Many more skeletons in MMRDA closet?

Euphoric after the country’s first Monorail rolled out from a dusty Wadala depot to reach Chembur in February last year, several lakh Mumbaikars thronged the elevated facility for joyrides for days together. The record ridership that the operator registered in the initial days ceased once public curiosity ended, and people found out that the Monorail wasn’t a practical transport, but a mere option for tourism.


Currently, the Wadala-Chembur line runs almost empty, making it commercially unviable. Whoever rides it daily, including the pilot, is dogged by concerns whether technical issues would interrupt the journey. Last month, a dozen commuters had to be evacuated using fire brigade ladders during a prolonged power failure. The Mumbai Metropolitan Region Development Authority (MMRDA), which governs the project, has always played down every incident. Their responses to such developments have remained evasive. But the MMRDA may no longer be able to enjoy the luxury that it has been practising with a blatant ease all along.
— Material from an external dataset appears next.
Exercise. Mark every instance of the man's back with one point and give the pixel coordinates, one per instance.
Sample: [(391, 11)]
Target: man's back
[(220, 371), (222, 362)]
The Comptroller and Auditor General of India (CAG) has exposed MMRDA thoroughly in the matters of Monorail’s planning, execution, and the subsequent future impact the unpardonable blunders they have committed so far. Mumbaikars have been questioning MMRDA’s style of functioning, albeit in a hush-hush manner. CAG has given them adequate firepower to hold the planner responsible if anything goes wrong in the future. CAG has questioned durability of the Monorail construction, especially the Wadala-Chembur corridor. The auditor says that the contractors committed serious lapses in constructing the project in full view of experts at MMRDA. It has observed that all civil structures were to be designed for a life of 120 years, but the construction agency ignored the norms and MMRDA did not take any action against it for violating contract conditions. A series of lapses — technical, legal and financial — were reported extensively by mid-day (‘Is the Monorail headed for a major disaster’? April 11, 2015).
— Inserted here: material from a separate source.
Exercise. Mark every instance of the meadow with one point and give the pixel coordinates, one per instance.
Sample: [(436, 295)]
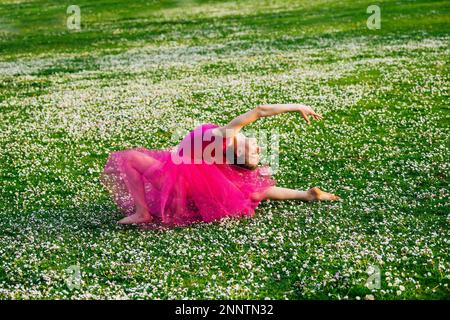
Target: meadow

In fact, MMRDA needs to be assessed for its performance in the past 15 years, in which it has delivered some projects that have changed the city. Several senior bureaucrats have helmed the authority that directly reports to the CM. It was used extensively to score brownie points over the Shiv Sena-controlled BMC by the previous Congress CMs. Being a cash cow — MMRDA primarily earned money by selling land in and around the city — it has been behaving as if it does favours to the city, and, hence, is not liable for giving any answers. The ‘class apart’ attitude the authority’s officers flash, does not necessarily reflect in their work.

They planned and constructed the Eastern Freeway’s elevated corridors in the best available manner, but the non-elevated stretches do not conform to such standards. The Panjarpol-BPT Road stretch that ends at Bhakti Park raises a question mark over the credentials of the MMRDA officials who approved poor quality work. The ‘balding’ concrete top along the stretch of the Freeway till the Shivaji Statue is crying for attention from the ‘brilliant’ technocrats. Concerns expressed by motorists over the serious damages caused by Monorail’s construction on BPT Road have not been addressed as yet.

CAG’s intention is not to create any fear psychosis. But MMRDA must understand that it is responsible for both the good and the bad in the Monorail project. Sadly, it hasn’t been able to satisfy the auditors even when the issues they probed will have a bearing on the commuters’ safety and life. And if MMRDA bosses do not care to be transparent, their supreme boss, Chief Minister Devendra Fadnavis, must step in to control them.
Delays in project completion are understandable in case they happen due to genuine reasons like land acquisition. But in the Monorail’s case, the delays have been inordinate, mainly because of the technical mess that its very own ‘experts’ were involved in.

Will these experts, who refuse to emerge from their plush offices in MMRDA headquarters to understand the ground reality, be made responsible, questioned over their vested interests, and charge-sheeted? Should we expect the CM to stop the practice of ignoring CAG reports, as was the norm in the previous regimes?